How to stop Trumpcare


Now that the CBO has lowered the score boom on Lyin' Paul Ryan's evilly inadequate healthcare plan, the Democrats still have to stop the usual immoral gang of Republicans from passing everything put in front of them. The reaction of ultra-reactionary Republicans who feel that the proposed plan does not hurt enough people may be the way to go.
Conservative lawmakers in the House and the Senate continued to attack the Republican health-care plan Tuesday after congressional budget analysts found it would dramatically increase the number of uninsured Americans while raising premium costs in the short term.

The reaction from Republican hard-liners to the Congressional Budget Office report cast doubt on the viability of the American Health Care Act, House Speaker Paul D. Ryan’s proposal to revise Obamacare, which could receive a House vote within two weeks.

Though the bill is projected to lower the federal budget deficit over the next decade and produce a 10 percent average decrease in premiums after that, skeptics on the right remain unconvinced that it would go far enough in pulling back elements of the Affordable Care Act.

“This bill doesn’t repeal Obamacare,” Rep. Jim Jordan (R-Ohio), a member of the House Freedom Caucus, told “Fox & Friends” on Tuesday morning.

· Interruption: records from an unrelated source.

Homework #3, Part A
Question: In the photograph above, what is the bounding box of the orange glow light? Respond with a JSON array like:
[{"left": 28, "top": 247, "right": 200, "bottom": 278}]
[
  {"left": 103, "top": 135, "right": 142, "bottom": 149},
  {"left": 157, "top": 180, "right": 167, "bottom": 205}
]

“This bill doesn’t unite Republicans. This bill doesn’t bring down the cost of premiums. . . . There’s a reason every major conservative organization in the country is opposed to this legislation.”

Meanwhile, the White House pushed back on a Politico report that its internal analysis on the impact of the AHCA showed an even steeper loss of health insurance than was calculated by the CBO.

“This story is totally misleading,” White House press secretary Sean Spicer tweeted. “The projection was an estimate of what CBO would conclude. It was not a [White House] analysis.”

The CBO report predicted that 24 million fewer people would have health insurance in a decade under the AHCA compared with the current system. According to Politico, the White House analysis found that 26 million more people would go without coverage under the GOP bill.
Despite Politico's effort to make the plan more palatable to the extremists, there are enough Republicans opposed to it and enough weakness on display in the leadership to form a coalition to stop it.